Tujuh langkah praktis ini, jika diterapkan, akan membawa perubahan yang lebih baik untuk kota Jakarta. Tentu saja, masih ada langkah-langkah lainnya. Namun, jika gubernur terpilih langsung bekerja mewujudkan tujuh hal ini, maka rakyat pasti akan sangat puas. Saya tidak hanya menganjurkan, tetapi bersedia langsung turun ke lapangan untuk membantu gubernur terpilih melaksanakan program-program ini.

Pada hemat saya, tujuh langkah ini tidak hanya berlaku untuk Jakarta, tetapi juga untuk kota-kota lainnya. Surabaya, Yogyakarta, Medan, Makassar, Malang, dan berbagai kota lainnya bisa mengikuti tujuh langkah ini dengan menyesuaikan konteks masing-masing tempat.

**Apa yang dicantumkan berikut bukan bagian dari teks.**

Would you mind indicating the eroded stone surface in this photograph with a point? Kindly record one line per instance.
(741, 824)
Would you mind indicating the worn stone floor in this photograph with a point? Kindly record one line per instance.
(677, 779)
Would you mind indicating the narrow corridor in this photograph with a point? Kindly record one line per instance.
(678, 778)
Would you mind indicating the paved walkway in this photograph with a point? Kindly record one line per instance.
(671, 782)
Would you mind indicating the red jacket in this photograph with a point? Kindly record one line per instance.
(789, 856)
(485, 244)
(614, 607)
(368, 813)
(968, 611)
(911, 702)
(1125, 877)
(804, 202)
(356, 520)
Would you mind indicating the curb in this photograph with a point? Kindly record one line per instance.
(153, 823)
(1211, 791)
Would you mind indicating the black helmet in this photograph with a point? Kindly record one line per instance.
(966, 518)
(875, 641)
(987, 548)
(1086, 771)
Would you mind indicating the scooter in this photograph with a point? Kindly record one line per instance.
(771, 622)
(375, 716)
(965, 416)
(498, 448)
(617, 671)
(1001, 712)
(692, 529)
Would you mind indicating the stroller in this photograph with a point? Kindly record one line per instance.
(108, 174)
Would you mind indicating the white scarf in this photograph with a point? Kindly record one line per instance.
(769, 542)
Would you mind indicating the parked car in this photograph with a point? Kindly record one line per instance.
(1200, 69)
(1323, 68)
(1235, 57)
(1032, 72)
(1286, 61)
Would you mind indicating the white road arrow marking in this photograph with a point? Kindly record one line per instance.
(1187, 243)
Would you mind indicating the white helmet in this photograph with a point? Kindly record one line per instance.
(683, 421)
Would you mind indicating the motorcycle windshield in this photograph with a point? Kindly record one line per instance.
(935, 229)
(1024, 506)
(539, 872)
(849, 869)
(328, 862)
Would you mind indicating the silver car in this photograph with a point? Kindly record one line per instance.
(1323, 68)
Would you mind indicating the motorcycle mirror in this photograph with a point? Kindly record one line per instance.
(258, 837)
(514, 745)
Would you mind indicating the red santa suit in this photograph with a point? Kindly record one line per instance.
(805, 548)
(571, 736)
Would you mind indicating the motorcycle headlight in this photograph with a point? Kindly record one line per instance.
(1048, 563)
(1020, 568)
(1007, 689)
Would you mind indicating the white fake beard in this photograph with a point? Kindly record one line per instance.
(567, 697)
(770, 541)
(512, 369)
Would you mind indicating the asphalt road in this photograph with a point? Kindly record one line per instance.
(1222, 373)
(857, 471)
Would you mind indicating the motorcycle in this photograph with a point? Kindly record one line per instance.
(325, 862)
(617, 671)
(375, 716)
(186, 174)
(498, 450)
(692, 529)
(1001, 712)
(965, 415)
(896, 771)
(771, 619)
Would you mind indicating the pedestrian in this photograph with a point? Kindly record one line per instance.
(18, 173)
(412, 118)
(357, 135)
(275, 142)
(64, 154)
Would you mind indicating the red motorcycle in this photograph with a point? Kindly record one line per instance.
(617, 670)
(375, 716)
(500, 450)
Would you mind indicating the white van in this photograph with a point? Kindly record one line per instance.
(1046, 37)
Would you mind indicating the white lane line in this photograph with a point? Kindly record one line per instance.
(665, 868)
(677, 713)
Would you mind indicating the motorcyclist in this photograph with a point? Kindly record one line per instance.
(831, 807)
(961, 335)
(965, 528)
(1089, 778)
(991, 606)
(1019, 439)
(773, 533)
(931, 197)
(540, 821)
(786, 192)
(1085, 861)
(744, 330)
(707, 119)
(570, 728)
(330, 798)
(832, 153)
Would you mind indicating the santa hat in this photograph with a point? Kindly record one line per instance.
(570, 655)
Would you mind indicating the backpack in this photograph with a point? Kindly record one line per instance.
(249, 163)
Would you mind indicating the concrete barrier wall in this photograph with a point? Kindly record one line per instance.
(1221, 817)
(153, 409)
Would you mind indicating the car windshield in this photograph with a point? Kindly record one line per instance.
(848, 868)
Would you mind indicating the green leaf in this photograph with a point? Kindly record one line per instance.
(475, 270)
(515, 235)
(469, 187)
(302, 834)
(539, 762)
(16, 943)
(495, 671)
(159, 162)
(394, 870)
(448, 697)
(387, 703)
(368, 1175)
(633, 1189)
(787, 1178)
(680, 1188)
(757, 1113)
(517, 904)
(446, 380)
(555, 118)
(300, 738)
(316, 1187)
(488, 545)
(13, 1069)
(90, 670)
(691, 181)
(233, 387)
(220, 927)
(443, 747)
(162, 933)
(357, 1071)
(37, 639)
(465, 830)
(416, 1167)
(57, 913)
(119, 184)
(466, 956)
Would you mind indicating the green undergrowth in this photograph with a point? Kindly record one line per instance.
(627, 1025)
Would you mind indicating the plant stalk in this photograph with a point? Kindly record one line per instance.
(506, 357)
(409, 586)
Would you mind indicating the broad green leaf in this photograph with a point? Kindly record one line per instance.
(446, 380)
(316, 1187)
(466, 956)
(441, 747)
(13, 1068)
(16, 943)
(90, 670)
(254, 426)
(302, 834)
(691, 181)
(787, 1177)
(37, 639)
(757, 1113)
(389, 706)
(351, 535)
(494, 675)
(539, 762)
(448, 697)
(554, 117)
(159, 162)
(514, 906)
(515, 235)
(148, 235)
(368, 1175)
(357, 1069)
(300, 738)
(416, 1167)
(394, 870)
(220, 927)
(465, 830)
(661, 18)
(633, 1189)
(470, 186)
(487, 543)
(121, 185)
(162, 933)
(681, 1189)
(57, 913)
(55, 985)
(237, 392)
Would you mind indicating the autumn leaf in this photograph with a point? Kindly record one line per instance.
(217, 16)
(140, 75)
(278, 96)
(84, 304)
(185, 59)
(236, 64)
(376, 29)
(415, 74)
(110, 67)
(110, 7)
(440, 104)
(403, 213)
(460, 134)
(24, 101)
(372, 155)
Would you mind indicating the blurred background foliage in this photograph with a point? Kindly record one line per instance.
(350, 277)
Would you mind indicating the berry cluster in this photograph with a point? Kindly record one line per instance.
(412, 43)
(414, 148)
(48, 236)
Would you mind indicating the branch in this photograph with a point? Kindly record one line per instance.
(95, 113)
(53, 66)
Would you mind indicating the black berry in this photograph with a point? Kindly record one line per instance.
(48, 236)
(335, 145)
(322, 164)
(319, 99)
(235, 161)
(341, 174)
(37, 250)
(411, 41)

Jika gubernur di Jakarta, dan semua pemimpin pemerintahan kota-kota lainnya, menjalankan minimal tujuh langkah ini, saya yakin, kita semua akan lebih betah tinggal di Indonesia. Kita tidak lagi berlomba menjadi TKI di negara lain, atau mencari kesempatan untuk hidup nikmat di negara lain dengan menelantarkan negara sendiri.

Dalam dokumen reza a a wattimena dunia dalam gelembung (Halaman 75-79)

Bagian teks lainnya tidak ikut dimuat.